Once, I tried to play Tomb Raider: Underworld while reading Thomas Malthus’ "An Essay on the Principle of Population" and scanning my entire apartment with a black light looking for complex ciphers, all while sloshing through a waist-deep wave pool teeming with explosive barrels. I accomplished none of the tasks completely or well, and when the waves shorted my electronics and dampened my philosophical text, I gave up on all but the sloshing. Meet Hydrophobia.
A confused homage to some of gaming’s greats like Tomb Raider, BioShock, and Deus Ex, Hydrophobia is too many things. "More is better" may seem patently silly and antiquated in game design as with all creative spaces, so Dark Energy Digital’s third-person adventure/platformer/shooter/puzzler sticks out among other, more economical XBLA titles. Whatever benefit I derived from the variant gameplay in Hydrophobia was undone by simple mechanical or aesthetic flaws in each element.
A case study: Playing as the hysterical but heroic Kate Wilson, I unleash a torrent of water onto a shotgun goonie who face-plants into a tangle of electrical wiring. He’s fine, don’t worry. I charge up a second shot and explode a red barrel that breaks more glass and unleashes more water. Now he’s getting up seemingly unscathed and I’m being pummeled by six foot waves of physics-guided water, jerking my camera up, and around, and underwater, and back up, and then mercifully knocking me over. He shoots twice and I restart at the last checkpoint.
Not all combat encounters suffer from the kind of technical maladies cured during the PlayStation 2 era, but most are cumbersome enough to disturb the game’s already twitchy flow. The other systems are likewise impaired by awkward camera angles and sticky volumes so it never gets that "new car smell" that AAA games have today. Climbing, scanning, and even running as Kate feels doughy and laborious, as if attempting Assassin’s Creed‘s precision platforming with Grand Theft Auto IV controls.

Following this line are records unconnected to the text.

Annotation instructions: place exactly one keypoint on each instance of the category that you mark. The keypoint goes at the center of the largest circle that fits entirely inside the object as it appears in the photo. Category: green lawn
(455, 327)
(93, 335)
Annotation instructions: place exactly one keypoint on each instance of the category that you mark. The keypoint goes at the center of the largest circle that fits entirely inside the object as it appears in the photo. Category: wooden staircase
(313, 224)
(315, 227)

The hallway-heavy levels are besieged by politically-motivated extremists, Malthusians, whose 18th-century doomsday predictions are scribbled in invisible ink on walls and in discoverable documents and audio recordings. The guiding-voice partner role is filled by a suspicious Scotsman (Irish was too fine a point, I guess). Neon signs illuminate a crumbled, overthrown city on water. If Hydrophobia was any more of a BioShock tribute game, it would have some repetitive phrase attempting to sum the philosophy of in-game experience. OH WAIT. (See: "Save the world – kill yourself.")
It’s exciting to see a downloadable game with this much ambition, and Dark Energy Digital should be commended for its pioneer engineering in realistic digital fluid mechanics, but if the kitchen sink approach can’t do justice to the faucet and the bowl simultaneously, then omit both.